The BCB's finding that the Fire Department committed an improper labor practice was the second time in three months that the agency was found to have punished Brian Colella out of vindictiveness. In March, an arbitrator had ordered that he be reinstated and receive all back pay, seniority and other benefits to which he was entitled for the roughly four years that he had been banished from the FDNY payroll.

City Reps Concurred

The BCB considered virtually the same set of facts in reaching its decision, and the unambiguous way that the FDNY violated the New York City Collective Bargaining Law was underscored by the fact that the two city-appointed members of the panel joined in making it a unanimous ruling.

Particularly damning for the Fire Department was the fact that when two of the supervisors accused of being ringleaders in the alleged retaliation testified, "they did not deny making the specific comments attributed to them" threatening Mr.
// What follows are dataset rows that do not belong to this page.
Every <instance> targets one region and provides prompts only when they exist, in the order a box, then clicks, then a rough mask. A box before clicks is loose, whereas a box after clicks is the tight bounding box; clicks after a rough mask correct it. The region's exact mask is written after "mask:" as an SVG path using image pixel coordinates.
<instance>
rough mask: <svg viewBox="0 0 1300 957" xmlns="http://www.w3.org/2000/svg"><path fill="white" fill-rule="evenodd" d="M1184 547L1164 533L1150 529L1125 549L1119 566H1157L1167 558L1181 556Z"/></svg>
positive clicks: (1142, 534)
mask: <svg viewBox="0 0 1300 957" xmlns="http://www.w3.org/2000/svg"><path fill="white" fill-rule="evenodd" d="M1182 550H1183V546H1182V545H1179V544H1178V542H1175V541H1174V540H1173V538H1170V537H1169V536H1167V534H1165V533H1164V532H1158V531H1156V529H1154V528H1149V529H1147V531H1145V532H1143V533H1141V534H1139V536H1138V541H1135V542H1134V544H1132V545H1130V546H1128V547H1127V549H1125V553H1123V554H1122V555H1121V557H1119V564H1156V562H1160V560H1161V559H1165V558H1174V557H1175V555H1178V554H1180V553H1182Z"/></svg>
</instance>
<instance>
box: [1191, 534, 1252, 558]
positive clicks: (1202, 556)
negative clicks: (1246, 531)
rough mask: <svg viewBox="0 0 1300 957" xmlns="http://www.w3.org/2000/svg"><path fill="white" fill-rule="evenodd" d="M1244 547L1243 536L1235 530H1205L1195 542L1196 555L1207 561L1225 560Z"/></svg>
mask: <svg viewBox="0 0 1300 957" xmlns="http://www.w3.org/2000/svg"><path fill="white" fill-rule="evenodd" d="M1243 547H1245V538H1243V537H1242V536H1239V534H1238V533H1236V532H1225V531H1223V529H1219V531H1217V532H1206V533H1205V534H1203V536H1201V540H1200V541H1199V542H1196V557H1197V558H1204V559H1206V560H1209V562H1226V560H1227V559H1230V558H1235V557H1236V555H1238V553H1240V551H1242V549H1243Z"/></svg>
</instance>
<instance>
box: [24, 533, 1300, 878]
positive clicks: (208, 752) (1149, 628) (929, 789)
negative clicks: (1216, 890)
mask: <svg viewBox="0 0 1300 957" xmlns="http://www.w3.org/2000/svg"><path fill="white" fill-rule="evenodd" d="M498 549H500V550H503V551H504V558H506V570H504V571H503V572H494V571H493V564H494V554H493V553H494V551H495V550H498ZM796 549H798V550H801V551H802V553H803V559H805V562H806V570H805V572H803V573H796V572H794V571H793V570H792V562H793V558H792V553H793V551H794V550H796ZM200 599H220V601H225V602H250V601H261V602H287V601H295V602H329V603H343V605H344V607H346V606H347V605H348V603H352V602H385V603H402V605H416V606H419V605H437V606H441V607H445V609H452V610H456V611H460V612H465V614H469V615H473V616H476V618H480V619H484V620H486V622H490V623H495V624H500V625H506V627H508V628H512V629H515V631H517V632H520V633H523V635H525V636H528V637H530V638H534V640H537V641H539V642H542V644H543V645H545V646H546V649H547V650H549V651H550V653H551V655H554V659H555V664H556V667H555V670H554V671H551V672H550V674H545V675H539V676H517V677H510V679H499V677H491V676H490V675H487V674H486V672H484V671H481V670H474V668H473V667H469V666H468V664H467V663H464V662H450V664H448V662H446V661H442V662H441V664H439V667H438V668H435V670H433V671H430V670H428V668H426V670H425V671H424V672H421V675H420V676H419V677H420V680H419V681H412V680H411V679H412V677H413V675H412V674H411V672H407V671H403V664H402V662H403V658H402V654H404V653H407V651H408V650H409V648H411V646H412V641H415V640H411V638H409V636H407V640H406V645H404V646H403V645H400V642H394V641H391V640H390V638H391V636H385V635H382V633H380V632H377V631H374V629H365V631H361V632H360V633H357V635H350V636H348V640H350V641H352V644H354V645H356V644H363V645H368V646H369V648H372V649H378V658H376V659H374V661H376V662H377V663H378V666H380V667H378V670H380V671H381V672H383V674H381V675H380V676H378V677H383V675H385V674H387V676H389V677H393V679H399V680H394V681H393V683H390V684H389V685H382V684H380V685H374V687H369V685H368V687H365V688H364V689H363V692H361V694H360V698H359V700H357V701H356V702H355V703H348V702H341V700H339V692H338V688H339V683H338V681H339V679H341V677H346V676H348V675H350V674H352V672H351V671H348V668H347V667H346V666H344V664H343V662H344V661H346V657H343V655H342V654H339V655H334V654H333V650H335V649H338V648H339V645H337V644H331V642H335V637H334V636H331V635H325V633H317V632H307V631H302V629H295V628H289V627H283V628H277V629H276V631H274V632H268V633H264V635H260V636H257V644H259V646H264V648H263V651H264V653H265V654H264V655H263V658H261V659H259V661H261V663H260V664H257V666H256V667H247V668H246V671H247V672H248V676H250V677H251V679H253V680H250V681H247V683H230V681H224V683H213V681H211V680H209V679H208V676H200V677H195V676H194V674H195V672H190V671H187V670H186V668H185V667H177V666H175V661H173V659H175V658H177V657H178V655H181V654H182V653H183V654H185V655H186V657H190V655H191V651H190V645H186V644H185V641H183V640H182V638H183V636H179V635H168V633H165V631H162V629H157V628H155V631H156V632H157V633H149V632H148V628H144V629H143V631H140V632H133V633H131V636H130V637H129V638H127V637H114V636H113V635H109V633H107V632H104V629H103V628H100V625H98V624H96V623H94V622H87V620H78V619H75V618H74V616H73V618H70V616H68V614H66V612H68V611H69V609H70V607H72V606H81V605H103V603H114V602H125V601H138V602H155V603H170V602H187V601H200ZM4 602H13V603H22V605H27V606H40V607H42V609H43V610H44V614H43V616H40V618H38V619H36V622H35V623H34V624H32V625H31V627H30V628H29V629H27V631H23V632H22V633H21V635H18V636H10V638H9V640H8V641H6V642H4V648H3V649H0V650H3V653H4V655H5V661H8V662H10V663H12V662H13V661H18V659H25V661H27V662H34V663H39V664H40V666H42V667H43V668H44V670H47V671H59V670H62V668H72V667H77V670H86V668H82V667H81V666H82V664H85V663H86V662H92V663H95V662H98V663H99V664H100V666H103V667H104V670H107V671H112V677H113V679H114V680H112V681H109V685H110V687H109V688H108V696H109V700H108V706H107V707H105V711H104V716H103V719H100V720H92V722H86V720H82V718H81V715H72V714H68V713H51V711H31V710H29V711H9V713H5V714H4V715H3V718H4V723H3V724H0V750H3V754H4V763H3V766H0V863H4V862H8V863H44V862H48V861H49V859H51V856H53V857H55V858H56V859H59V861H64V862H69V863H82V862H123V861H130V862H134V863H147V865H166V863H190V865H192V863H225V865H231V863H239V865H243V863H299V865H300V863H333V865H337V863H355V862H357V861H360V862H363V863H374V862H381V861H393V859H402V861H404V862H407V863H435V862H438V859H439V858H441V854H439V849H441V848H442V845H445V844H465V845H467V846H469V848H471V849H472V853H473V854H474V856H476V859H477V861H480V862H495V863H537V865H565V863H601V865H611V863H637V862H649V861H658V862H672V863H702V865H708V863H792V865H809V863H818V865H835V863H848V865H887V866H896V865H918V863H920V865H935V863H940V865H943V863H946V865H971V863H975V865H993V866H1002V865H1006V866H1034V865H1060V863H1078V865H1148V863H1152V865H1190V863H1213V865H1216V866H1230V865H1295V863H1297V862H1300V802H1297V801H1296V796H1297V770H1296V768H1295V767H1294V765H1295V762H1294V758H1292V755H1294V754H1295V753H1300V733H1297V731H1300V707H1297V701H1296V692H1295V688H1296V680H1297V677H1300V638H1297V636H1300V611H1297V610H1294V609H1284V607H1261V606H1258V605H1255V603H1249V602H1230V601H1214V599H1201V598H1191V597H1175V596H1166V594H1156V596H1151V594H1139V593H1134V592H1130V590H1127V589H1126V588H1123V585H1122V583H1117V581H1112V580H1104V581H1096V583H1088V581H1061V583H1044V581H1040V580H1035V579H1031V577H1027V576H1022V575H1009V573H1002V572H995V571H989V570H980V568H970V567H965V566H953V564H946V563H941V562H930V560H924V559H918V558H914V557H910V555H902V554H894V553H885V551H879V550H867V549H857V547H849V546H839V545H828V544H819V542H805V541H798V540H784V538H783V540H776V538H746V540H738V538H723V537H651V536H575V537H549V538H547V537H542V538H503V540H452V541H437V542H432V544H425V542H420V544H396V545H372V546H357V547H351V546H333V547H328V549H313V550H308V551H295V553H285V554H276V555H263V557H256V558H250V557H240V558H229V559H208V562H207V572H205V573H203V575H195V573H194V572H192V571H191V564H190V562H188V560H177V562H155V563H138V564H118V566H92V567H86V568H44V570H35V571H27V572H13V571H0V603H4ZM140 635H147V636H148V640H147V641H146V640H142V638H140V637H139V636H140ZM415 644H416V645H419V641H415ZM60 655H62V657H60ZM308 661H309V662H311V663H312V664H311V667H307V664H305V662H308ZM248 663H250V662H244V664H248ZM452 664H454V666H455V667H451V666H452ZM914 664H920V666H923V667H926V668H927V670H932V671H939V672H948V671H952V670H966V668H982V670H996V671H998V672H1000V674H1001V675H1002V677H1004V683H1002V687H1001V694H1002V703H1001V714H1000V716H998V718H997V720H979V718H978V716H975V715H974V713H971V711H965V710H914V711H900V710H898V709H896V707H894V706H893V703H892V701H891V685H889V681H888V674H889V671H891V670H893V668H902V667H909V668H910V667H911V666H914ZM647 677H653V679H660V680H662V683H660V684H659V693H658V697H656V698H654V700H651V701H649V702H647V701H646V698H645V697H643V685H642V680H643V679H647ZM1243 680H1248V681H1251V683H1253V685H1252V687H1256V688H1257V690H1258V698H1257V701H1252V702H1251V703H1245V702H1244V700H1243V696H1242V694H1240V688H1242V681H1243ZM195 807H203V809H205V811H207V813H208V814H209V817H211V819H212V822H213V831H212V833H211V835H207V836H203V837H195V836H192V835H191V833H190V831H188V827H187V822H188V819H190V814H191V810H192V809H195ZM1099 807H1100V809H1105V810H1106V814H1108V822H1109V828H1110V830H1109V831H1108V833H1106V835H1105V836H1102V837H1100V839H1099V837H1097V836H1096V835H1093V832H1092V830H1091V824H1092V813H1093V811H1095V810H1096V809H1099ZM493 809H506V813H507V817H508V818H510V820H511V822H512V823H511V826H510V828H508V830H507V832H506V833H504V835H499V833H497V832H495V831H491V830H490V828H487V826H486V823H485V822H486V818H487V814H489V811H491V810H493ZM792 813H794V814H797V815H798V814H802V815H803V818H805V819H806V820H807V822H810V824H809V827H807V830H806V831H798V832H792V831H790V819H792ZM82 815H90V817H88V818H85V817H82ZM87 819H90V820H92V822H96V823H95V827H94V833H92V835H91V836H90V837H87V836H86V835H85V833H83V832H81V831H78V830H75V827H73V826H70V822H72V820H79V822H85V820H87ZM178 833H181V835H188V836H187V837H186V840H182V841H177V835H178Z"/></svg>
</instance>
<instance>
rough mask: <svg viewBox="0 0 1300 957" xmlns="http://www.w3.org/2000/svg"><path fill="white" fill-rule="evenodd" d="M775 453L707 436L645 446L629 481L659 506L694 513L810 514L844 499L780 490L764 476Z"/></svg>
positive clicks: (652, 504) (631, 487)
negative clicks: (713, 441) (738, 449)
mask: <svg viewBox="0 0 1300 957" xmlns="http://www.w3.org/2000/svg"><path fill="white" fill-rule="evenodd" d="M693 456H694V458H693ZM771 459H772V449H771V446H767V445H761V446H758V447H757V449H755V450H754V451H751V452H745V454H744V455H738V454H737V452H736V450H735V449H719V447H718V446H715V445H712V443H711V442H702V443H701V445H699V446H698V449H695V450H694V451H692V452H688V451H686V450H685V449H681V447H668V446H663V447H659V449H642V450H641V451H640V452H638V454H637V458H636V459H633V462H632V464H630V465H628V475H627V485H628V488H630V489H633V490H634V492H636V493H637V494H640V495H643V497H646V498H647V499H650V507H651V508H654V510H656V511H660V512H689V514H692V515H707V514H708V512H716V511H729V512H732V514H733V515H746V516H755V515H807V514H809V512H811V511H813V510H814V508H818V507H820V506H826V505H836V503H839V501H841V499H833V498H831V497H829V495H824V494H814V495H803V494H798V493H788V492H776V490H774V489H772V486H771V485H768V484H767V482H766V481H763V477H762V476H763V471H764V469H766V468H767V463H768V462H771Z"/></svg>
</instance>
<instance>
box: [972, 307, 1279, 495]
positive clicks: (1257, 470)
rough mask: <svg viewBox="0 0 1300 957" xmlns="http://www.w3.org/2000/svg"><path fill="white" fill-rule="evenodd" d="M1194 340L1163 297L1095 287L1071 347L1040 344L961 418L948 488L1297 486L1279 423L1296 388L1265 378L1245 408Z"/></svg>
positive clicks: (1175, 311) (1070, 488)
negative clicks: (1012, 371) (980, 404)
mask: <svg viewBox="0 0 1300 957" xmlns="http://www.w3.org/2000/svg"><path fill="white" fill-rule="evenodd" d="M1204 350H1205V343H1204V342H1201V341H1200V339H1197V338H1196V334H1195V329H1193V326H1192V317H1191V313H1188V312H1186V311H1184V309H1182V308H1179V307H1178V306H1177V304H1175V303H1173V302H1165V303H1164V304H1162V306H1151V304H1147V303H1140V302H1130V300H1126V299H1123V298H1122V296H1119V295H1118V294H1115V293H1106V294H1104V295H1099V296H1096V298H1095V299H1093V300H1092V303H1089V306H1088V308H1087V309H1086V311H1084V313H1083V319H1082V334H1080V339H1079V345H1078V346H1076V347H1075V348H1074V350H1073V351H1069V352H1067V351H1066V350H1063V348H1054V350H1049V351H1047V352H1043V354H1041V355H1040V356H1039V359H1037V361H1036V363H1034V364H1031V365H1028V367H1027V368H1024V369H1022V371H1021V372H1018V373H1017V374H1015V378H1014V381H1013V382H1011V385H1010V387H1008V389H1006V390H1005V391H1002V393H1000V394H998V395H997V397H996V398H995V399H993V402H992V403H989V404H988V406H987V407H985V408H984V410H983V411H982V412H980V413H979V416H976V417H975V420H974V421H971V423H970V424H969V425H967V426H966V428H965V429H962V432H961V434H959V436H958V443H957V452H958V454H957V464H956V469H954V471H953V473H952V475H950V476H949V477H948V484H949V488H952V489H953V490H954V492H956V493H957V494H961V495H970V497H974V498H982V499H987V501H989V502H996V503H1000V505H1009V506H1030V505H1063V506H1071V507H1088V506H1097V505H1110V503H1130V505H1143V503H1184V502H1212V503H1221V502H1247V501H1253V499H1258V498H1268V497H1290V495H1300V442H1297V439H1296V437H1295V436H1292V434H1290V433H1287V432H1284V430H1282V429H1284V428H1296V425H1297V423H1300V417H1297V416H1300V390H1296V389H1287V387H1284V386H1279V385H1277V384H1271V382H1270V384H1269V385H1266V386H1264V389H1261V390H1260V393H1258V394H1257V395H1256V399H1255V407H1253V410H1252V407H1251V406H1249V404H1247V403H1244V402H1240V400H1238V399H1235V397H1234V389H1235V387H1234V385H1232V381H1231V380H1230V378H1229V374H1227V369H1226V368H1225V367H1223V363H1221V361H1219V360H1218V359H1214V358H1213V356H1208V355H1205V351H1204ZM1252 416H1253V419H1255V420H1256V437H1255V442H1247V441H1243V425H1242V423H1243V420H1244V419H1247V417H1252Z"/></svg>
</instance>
Colella for filing grievances, the decision stated.

Mr. Colella, who began working for the Fire Department in 1989, filed his first grievance four years later. He testified that the then-Supervisor of Electricians, Anthony Bianchino, told him that his complaint would merely anger "a lot of people," and "we're going to take away your Department vehicle, make you report to the shop."

Not a Man of Letters

Five years later, after Mr. Colella filed another grievance, he said a different supervisor told him he hated "f------ letter-writers" and that his days working in that shop near his Staten Island home were "finished."

In the arbitration case, the hearing officer, Mattye M. Gandel, found that the current FDNY Assistant Commissioner for Facilities, Joseph Mastropietro, in some cases placed disciplinary charges in Mr. Colella's file without notifying him, which she noted made it easier to build a case for firing him four years ago because he had no opportunity to correct the behavior at issue.

In the BCB case, while city officials claimed there were legitimate reasons for all the charges filed against Mr. Colella, the panel cited three different instances in which Mr. Mastropietro initiated proceedings against him within three days of Mr. Colella's filing a grievance.

Timing Spelled Revenge

"Taken as a whole," the BCB decision stated, "such evidence provides support that Mastropietro's actions were in retaliation for Colella filing grievances."

The arbitrator had found the testimony given against Mr. Colella by Mr. Mastropietro and another supervisor, Dominick Moretti, "unconvincing, contradictory and evasive."

The BCB was not as harsh in its assessment but stated that "we do not find credible Moretti and Mastropietro's testimony that they were not motivated by anti-union animus" in trumping up cases against Mr. Colella after he exercised his right to file grievances. It also noted that they had not disputed Mr. Colella's version of the conversations in which he alleged that they had threatened to retaliate against him.

Besides citing the city for an improper labor practice, the BCB ordered the Fire Department to cease denying overtime to Mr. Colella because of his exercise of his rights, and cease referring allegations of improper conduct on his part to its Bureau of Investigations and Trials.